Same glorious energy.

Blade Master is a total rehash of the original, but in this one Ator has an Azn sidekick named Thong (snicker) and, in the only memorable scene, produces a hang glider out of nowhere and starts dropping bombs on his enemies.

"????" - Rotten Potatoes.

Iron Warrior

By far the highest-effort of the Ator flicks is also the least sequitur, ditching everything except O'Keeffe and affecting an MTV arthouse style, with some great scenery and lulzy 80s aesthetics, such as our heroine's new wave makeup.

Before the oceans drank Atlantis, dying one eyebrow pink was in.

The plot is that Glinda, the Good Witch of the West, paroles Phaedra, the Wicked Witch of the Worst, whereupon Phaedra immediately takes over the local kingdom, massacres an entire town, and generally wreaks havoc, making Glinda not all that good, really, all things considered.

"We have to let this unrepentant psychopath loose on the populace at large. It's her human rights."
"Don't innocent people have a human right not to be victimised by psychopaths?"
"LOL no, crie moar CHUD"
- Actual dialogue (real life).

Fortunately Ator, minus the kino hair but plus downright Road Warrior tier shoulder pads, is on hand to save the day. There are some downright imaginatively dumb fight scenes, including one where he and Skeletor play catch with the same two spears, followed by another in which bad guys on horseback pick up the princess and attempt to run her into a spear placed in the ground, thus:

The editing is (I think) intentionally disorienting so you're never quite sure what the fuck is going on, and characters keep turning out to be the witch in disguise, so in the end when Ator saves the princess he'd thought was dead, you're expecting it to turn out to be the witch again, but it just isn't and we cut back to Phaedra interred once more in the Phantom Zone, which is (I think) unintentionally actually a clever little double-fake-out and an example of how Subverting Expectations can be a fun way for genre entertainment to remain fresh, provided your filmmakers are actually as smart as they think they are, instead of drooling fuckwits.
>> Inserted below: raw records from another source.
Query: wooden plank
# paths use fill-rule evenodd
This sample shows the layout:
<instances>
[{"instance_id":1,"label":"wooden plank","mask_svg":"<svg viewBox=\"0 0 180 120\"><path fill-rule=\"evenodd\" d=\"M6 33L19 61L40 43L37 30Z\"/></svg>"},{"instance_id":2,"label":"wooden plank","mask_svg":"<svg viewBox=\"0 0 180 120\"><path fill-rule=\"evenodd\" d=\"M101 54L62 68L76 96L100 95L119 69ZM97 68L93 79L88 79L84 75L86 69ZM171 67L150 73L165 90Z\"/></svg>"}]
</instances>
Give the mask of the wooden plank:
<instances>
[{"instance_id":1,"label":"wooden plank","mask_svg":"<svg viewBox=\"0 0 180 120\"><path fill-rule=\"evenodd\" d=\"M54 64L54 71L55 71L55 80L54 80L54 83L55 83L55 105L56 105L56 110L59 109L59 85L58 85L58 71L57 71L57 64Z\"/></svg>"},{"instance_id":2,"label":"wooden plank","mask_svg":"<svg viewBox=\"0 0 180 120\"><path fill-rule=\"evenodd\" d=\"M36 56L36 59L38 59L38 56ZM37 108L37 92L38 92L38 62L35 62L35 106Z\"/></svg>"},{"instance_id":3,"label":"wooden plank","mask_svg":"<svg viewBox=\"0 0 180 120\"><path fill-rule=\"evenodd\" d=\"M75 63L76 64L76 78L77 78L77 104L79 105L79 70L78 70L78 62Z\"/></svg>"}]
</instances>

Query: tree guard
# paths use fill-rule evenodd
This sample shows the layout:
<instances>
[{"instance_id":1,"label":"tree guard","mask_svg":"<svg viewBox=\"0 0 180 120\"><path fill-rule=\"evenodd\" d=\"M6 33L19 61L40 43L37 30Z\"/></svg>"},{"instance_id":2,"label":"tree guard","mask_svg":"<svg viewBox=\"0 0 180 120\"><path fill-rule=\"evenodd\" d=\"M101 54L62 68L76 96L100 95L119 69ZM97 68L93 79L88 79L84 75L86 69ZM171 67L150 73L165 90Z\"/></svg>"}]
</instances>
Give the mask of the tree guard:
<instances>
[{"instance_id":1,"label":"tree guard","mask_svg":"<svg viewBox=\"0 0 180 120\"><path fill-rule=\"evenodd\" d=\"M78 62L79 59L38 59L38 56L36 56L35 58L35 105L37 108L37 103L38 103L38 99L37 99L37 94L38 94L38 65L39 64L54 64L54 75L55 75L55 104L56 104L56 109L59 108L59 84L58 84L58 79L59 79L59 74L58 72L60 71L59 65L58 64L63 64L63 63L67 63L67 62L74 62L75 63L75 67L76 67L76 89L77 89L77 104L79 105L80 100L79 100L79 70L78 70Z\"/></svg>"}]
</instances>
Quest for the Mighty Sword

Series originator Joe D'Amato returned for part 4, which, in the tradition of all the other ones, has nothing to do with any of the other ones. Apparently he considers 3 unofficial, which means he somehow considers the flagrantly contradictory 1, 2 and 4 official, which makes one of us*. In this one Aytor is no longer Miles O'Keeffe (merely yards) and is a king for about five minutes until getting shrekt by Thorn, a god who has some beef with Aytor over his titular sword, leaving his son, Aytor Jr., to avenge him and/or rescue hotty Dejanira (Margaret Lenzey) who is in the movie; IDK, it feels like there's a bunch of backstory they never bothered to explain, but I'm not overwhelmed by curiosity.
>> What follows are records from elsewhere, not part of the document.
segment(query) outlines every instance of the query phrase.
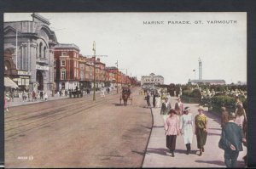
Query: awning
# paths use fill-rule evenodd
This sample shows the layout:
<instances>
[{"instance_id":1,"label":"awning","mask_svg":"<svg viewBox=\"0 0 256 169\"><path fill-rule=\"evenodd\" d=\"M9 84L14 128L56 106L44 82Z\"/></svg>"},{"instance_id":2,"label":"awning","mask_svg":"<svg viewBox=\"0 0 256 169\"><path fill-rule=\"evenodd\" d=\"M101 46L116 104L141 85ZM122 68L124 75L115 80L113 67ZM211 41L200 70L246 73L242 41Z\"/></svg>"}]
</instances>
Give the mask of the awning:
<instances>
[{"instance_id":1,"label":"awning","mask_svg":"<svg viewBox=\"0 0 256 169\"><path fill-rule=\"evenodd\" d=\"M18 88L18 85L9 77L4 77L4 86L12 88Z\"/></svg>"}]
</instances>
It's illegal to upload clips from this turd in >240p.

The late Aytor's queen/Jr.'s mom, Sunn (I guess it didn't work out with Mila from 2, or Joe D'Amato forgot all about her), takes the sword to be reforged by a goblin named Grindr, who rapes her with the aid of a love potion and proceeds to raise her kid until he's the most elderly-looking 18-y/o in movies (quite a feat), whereupon he's entitled to reclaim his birthright, but the goblin pranks him a few times with fake swords first, just to be an even bigger asshole. Happily Aytor eventually kills him, but unhappily there's still like two-thirds of the movie left to slog through. Line readings are stilted, budgets are stretched, and eyes are rolled. I'd recommend the first one for your lonely TV-dinner distraction, the fourth if you're still in that MST3K phase where you think being smarter than B-joint writers makes you smart, but most of all I'd recommend a walk.

*Due to sharing a costume with the movie Troll 2, Quest was released in Germany as Troll 3, which I consider to be its proper series lineage.